李恪没有回答,只是朝不远处的一处花架抬了抬下巴。
温柔顺着他示意的方向看过去,见那边隐约站着两个人影,一个高些,一个矮些,正凑在一起说着什么。
她认出了那个高一些的背影……李佑。
矮一些的那个,穿着青色的棉裙,安安静静地站着,正在低头看着手里的什么东西。
温柔捂住了嘴,压低声音:“他……他也买了?”
李恪嘴角微微上扬了一下,没有多解释,只是低声说了一句:“走吧,别让他们发现我们。”
他说着,往旁边的阴影里挪了半步,温柔下意识地跟着他靠过去,两个人躲在廊柱后面,偷偷看着花架那边。
李佑正弯着腰,把手里一样东西往温宁面前递。那也是一支簪子,比李恪那支样式更简洁一些,颜色偏深,顶端镶着一粒小小的珍珠,在月光下泛着柔和的光。
温宁先是摇头,往后退了半步,显然是想拒绝。
但李佑不知说了句什么,她又停下脚步,犹豫地看了看他,又看了看那支簪子。
然后她伸出手,接了过去,攥在手心里,攥得紧紧的。
李佑直起身来,咧嘴笑了笑,又伸手在她头上轻轻揉了一下。
温宁没有躲,低着头,耳朵尖红红的。
温柔看着这一幕,瞪大了眼睛,转过头来看向李恪,压低声音:“他……他这也太明目张胆了吧?阿兄要是知道了……”
“没事,大不了就是挨一顿打。”李恪面无表情地接了一句。
温柔张了张嘴,想说什么,又不知道该说什么。
她摸了摸自己发间那支银簪,又看了看远处温宁手里握着的那支木簪,心里忽然升起一种很奇怪的感觉,像是做了亏心事,又像是……好像没那么害怕了。
“走吧,回去。

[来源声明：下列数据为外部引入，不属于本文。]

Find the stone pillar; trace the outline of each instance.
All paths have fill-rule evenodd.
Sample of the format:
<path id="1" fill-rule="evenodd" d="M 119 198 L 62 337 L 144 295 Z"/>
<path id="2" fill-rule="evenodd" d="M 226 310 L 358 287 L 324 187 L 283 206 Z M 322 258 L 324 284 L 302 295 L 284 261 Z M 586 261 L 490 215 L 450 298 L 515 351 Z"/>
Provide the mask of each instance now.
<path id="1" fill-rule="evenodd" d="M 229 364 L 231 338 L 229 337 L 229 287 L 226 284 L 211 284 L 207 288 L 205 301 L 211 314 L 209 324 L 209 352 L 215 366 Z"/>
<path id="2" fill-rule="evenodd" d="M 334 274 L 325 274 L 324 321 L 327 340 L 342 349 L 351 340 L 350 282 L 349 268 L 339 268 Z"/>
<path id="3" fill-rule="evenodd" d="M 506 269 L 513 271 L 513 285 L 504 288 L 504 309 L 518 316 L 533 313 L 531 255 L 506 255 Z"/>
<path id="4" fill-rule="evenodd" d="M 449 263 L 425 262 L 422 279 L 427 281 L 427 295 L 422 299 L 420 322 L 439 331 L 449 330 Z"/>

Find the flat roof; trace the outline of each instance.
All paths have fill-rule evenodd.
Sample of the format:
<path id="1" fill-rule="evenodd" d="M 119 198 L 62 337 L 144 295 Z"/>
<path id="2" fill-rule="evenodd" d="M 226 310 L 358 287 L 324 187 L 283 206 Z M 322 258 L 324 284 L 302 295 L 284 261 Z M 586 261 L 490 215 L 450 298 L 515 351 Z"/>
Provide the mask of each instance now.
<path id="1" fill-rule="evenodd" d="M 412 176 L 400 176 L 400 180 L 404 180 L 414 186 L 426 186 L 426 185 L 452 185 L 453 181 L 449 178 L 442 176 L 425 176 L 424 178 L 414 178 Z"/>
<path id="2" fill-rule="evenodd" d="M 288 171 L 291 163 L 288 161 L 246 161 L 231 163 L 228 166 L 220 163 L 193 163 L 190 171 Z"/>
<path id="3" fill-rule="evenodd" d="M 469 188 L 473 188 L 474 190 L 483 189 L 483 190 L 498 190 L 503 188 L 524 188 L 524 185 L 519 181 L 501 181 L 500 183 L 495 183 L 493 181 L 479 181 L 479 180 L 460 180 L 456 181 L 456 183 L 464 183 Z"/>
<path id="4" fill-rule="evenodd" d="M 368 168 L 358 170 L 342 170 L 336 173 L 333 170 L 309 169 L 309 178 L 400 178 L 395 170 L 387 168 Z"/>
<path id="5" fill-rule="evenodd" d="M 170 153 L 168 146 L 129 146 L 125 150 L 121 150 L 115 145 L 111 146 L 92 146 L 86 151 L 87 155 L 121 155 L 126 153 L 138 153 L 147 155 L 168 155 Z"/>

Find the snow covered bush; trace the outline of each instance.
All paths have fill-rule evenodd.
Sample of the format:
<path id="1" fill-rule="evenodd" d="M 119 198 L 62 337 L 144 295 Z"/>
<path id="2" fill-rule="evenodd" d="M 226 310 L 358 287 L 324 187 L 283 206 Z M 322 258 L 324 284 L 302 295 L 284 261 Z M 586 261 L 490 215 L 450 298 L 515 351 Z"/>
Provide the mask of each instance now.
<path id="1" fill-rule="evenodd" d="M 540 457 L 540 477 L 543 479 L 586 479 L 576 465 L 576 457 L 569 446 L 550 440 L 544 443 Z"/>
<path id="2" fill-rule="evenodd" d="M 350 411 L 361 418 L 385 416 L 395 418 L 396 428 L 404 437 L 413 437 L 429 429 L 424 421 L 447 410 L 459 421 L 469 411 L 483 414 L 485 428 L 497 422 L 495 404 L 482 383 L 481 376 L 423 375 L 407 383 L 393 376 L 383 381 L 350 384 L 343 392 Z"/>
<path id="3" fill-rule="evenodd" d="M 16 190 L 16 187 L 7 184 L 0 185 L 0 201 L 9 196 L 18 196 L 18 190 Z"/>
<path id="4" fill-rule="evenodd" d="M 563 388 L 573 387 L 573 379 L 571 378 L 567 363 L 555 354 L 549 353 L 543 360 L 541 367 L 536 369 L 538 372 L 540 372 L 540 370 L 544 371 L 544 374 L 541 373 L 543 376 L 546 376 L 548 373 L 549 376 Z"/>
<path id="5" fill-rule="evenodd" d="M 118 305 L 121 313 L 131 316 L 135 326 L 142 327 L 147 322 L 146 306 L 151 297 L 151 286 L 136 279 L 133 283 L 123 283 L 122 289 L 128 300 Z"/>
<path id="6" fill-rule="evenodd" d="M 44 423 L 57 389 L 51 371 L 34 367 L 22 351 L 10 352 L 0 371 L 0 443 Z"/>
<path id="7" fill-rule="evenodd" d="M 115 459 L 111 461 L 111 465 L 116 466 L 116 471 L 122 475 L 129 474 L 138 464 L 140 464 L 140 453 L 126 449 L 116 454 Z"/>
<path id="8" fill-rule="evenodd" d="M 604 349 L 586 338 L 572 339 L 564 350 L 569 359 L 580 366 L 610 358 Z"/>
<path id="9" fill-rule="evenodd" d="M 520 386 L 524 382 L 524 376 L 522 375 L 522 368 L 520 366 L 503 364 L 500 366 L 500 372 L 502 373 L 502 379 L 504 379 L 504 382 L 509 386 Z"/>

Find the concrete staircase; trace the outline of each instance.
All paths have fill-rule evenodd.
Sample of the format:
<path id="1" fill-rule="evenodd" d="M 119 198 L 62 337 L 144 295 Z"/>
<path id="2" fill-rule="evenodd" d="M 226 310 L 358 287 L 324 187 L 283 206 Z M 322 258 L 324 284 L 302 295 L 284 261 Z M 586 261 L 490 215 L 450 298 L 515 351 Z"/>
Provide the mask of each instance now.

”
李恪已经转过身,朝万春殿的方向走去。
温柔连忙跟上去,走了几步,又忍不住回头看了一眼花架那边。
李佑已经退开了,温宁站在原地,正低头把玩着手里那支簪子,月光照在她微微翘起的嘴角上。
温柔收回目光,快步跟上李恪。
两人一前一后,安静地走回了灯火通明的殿前。
殿门合上的那一刻,温柔又摸了摸发间的簪子,心跳快得像揣了一只兔子。
与此同时,前往立政殿的路上,温禾忽然连打了三个喷嚏。
他揉了揉鼻子,有些莫名其妙地皱了皱眉。不知道为什么,他总感觉后背有一种说不上来的凉意,像是有什么东西正在被悄悄觊觎一样。
就是隐隐约约的,不太舒服。
李世民立刻停住脚步,回头上下打量了他一眼,眉头蹙了起来:“你怎么穿得这么少?”
温禾低头看了看自己,又扯了扯领口,一脸无辜:“不少了啊,里面穿着羊毛衫呢,厚得很。”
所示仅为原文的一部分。